During his meeting with Mr. Papadopoulos, Secretary General Annan is reported to have said he sees little reason to continue his efforts to resolve the Cyprus dispute, as long as the stalemate over reunification continues.
U.N. spokesman Fred Eckhard said Mr. Annan had urged the Cypriot leader to find a way to break the impasse. "The secretary general said that, after the decisive rejection of the plan by the Greek Cypriots, it would be for that side to explain clearly to the Turkish Cypriots, the United Nations and the rest of the world how they see the way forward," he said.
Mr. Annan also appealed to Mr. Papadopoulos to cooperate in eliminating the economic isolation of Turkish Cyprus.
In his report, the secretary general praised Turkish Cypriots for voting in favor of his peace plan in the April referendum. Mr. Annan says the Turkish Cypriots show of support had done away with any reason there might have been for pressuring or isolating them.

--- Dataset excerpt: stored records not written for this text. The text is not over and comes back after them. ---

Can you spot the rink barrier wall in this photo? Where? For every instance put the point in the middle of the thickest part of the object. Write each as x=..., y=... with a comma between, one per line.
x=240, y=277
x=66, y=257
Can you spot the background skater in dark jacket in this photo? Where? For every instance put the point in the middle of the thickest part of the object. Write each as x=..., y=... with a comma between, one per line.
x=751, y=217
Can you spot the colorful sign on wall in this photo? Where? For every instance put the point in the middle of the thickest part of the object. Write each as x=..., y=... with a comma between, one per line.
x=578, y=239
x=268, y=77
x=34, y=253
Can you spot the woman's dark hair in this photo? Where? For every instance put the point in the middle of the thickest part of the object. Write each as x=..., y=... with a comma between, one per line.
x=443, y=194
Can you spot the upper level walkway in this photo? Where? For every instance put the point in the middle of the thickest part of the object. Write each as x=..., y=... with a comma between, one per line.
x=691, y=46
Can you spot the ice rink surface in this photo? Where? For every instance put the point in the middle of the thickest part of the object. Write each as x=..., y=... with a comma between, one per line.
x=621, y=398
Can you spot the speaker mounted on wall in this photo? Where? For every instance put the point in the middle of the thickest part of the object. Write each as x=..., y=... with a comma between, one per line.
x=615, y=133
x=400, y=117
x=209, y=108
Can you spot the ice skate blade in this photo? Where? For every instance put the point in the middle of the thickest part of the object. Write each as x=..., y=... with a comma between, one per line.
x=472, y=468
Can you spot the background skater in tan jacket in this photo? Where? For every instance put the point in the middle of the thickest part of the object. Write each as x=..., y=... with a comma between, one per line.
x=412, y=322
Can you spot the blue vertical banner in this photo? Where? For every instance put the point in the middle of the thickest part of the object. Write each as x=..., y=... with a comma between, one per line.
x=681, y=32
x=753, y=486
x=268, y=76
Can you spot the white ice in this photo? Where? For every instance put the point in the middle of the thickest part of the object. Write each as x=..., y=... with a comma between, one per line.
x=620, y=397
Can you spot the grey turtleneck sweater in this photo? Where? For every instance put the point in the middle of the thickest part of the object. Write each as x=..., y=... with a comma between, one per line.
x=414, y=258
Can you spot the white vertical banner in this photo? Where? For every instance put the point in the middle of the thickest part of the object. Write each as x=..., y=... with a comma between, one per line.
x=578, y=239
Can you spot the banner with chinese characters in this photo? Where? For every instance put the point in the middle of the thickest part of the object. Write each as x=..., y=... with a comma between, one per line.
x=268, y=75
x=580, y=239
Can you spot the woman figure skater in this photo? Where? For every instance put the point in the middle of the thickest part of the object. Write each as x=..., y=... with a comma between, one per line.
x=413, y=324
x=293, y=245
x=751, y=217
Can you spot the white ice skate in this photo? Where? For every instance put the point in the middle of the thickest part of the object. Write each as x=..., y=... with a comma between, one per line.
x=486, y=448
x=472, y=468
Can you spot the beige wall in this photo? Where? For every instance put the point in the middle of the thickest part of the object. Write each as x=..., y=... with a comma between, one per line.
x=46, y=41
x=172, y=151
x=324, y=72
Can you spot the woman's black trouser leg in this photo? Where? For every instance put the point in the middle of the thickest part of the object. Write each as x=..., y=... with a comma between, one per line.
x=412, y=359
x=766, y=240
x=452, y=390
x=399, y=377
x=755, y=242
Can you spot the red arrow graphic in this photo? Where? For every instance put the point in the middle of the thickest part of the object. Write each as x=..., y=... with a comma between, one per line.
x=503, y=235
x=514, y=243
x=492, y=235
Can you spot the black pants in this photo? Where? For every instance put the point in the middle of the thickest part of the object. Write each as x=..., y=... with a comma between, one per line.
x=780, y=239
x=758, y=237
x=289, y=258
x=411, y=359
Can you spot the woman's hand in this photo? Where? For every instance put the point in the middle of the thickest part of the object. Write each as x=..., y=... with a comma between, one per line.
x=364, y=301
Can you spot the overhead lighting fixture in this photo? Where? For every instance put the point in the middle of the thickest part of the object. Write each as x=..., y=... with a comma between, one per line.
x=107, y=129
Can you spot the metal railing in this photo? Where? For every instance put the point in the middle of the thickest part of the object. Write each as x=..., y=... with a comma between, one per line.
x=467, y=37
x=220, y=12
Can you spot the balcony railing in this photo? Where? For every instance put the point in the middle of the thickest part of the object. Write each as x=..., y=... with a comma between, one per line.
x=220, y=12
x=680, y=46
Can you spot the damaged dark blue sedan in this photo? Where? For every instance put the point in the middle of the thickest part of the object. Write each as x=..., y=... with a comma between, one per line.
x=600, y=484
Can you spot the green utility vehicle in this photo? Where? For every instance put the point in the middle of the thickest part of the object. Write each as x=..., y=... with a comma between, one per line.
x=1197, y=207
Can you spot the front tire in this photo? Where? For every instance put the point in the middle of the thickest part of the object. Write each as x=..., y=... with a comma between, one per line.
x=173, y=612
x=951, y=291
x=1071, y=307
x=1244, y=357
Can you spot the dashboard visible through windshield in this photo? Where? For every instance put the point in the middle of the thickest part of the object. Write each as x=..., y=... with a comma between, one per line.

In another development, the United States says it is recognizing Prime Minister Mehmet Ali Talat as leader of the Turkish Cypriots, and not Rauf Denktash.
A State Department spokesman noted that Mr. Talat had been the Turkish Cypriot representative for talks in Switzerland earlier this year on the U.N. Cyprus reunification plan. Mr. Denktash, who has led Turkish Cyprus for decades, opposed the plan.